Situada na margem poente da Lagoa das Furnas, refletindo-se nas suas águas, é um impressionante exemplar do estilo neogótico, único em todo o arquipélago, onde se encontra sepultado este ilustre açoriano amante da natureza.
No regresso a Ponta Delgada, o ocaso a poente apresentava os primeiros vestígios dum lento anoitecer, faltava avistar lá do alto a Lagoa do Fogo, o alfa e o ómega deste dia tão intenso. Numa corrida contra o tempo escalamos a vertente numa estrada sinuosa, uma última fotografia ao entardecer valeu o esforço.

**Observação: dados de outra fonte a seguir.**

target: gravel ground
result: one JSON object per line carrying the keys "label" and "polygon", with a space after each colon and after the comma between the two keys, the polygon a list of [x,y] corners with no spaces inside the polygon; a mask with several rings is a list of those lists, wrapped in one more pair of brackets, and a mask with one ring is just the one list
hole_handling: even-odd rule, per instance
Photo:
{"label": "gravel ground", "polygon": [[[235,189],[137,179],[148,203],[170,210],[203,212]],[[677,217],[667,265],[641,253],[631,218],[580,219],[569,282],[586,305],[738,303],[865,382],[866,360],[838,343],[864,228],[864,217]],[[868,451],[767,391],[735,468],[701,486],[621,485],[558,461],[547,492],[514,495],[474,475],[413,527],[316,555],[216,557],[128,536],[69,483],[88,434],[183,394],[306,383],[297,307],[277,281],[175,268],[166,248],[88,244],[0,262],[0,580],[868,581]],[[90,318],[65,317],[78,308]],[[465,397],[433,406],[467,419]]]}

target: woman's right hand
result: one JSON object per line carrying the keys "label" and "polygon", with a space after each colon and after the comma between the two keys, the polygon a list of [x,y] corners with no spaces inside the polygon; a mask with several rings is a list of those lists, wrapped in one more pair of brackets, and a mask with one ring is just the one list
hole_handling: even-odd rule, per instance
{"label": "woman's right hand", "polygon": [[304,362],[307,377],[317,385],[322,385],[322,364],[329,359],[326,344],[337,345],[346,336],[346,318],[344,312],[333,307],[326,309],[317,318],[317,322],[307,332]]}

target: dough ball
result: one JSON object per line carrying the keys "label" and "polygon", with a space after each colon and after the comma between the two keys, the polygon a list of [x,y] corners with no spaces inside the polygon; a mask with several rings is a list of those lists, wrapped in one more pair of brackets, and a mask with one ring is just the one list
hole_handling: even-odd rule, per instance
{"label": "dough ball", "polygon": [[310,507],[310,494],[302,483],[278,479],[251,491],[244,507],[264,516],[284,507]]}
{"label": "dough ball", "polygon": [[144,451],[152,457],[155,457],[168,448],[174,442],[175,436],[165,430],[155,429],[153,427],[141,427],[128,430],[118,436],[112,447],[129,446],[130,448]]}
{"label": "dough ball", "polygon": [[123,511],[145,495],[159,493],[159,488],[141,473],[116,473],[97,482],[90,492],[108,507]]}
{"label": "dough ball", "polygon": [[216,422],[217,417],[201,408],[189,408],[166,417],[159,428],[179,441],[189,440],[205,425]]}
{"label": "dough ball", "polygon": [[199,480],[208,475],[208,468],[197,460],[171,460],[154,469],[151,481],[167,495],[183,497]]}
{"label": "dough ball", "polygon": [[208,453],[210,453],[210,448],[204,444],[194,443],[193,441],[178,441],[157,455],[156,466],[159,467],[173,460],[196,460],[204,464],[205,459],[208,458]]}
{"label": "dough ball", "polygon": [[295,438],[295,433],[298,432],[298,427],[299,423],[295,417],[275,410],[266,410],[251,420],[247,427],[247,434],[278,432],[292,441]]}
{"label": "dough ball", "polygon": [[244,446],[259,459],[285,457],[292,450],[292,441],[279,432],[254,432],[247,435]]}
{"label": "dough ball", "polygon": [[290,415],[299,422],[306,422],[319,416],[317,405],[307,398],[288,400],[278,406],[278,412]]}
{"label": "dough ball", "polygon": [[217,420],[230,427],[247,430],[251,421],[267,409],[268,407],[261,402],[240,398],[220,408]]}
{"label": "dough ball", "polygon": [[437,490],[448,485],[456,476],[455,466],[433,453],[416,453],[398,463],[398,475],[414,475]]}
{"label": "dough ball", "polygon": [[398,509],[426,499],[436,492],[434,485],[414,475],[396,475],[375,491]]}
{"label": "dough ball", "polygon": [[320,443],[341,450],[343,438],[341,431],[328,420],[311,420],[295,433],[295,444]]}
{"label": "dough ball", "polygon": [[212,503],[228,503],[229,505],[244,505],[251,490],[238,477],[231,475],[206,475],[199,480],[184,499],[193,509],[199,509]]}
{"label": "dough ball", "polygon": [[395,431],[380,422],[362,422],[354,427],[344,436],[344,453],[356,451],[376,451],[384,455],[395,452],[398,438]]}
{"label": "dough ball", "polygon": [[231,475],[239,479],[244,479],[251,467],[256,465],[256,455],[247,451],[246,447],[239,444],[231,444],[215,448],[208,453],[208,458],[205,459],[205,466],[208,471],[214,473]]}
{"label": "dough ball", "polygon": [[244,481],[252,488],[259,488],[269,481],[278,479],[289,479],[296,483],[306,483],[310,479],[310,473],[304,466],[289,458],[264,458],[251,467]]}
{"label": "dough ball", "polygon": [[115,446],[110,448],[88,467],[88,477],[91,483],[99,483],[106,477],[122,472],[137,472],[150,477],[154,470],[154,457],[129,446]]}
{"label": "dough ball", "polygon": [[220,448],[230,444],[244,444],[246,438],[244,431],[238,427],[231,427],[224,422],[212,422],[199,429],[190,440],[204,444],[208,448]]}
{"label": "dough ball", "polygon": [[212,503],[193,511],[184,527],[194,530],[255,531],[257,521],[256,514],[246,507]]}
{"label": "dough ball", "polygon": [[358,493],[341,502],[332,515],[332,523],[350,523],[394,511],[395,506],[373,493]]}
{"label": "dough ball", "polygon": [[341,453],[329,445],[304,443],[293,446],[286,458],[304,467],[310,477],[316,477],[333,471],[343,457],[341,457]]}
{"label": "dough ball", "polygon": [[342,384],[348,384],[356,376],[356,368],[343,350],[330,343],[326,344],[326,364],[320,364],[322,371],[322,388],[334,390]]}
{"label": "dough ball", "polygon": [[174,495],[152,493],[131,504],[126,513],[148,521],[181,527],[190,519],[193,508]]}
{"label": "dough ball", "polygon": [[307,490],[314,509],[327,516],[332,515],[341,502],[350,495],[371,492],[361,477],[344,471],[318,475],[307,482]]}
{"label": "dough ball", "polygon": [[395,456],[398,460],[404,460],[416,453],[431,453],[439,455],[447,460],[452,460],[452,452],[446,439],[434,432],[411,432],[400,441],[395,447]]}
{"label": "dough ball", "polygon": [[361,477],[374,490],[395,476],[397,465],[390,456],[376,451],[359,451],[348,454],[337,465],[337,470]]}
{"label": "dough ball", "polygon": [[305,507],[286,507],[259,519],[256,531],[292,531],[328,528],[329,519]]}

O resto da noite foi preenchida com um repasto na Taberna do Açor, começando com uma Sopa de Peixe à Pescador (no Pão), uma tábua de queijos e enchidos e uma tigelada regional à sobremesa, excelente local onde completámos o cardápio das iguarias insulares.
Na última manhã em Ponta Delgada, uma derradeira espreitadela pela baixa da cidade, por ruelas paralelas e perpendiculares ao porto. Avistado o forte e ladeada a estátua do ilustre Teófilo de Braga, uma visita às igrejas requintadamente decoradas com a talha dourada e arte sacra. Uma assume um particular destaque, a igreja e o convento da Esperança.
Ambos datam do século XVI, tendo sofrido alterações nos séculos posteriores, albergando a famosa imagem do Senhor Santo Cristo dos Milagres, apresentando um fabuloso conjunto de adereços em ouro e pedras preciosas do século XVIII, e associado à maior festividade da cidade. A Igreja apresenta um rico interior, profusamente decorado de talha dourada, pinturas de Manuel Pinheiro Moreira e azulejaria do século XVIII e outra mais recente. O Convento da Esperança é também conhecido por ter sido no muro exterior da sua cerca, num banco de jardim assinalado por uma âncora, que em 1891 se suicidou o poeta Antero de Quental.
Como despedida deixo um excerto do primeiro capítulo do livro Gente Feliz com Lágrimas do escritor açoriano João de Melo. Uma singela homenagem a toda diáspora das gentes dos Açores, espalhada pelo mundo e em particular no Canadá e Estados Unidos da América que um dia tiveram que partir.
“Quando largaram da doca – e o focinho cortante das proas rasgou o pano azul das águas atlânticas, rumo a Lisboa – havia também a mesma chuva ácida do princípio da noite. Além disso, dera-se a chegada das mesmíssimas vacas ao cais de embarque, sendo elas destinadas aos matadouros continentais. E o pranto de muita gente que ali ficou a agitar lencinhos de adeus fora-se logo convertendo num uivo, o qual acabou por confundir-se com o rumor do vento a alto mar. Depois um e outro viram a Ilha ir fenecendo na distância das luzes enevoadas e extinguir-se aos poucos, submersa pelos véus de cinza que se desprendiam das nuvens.”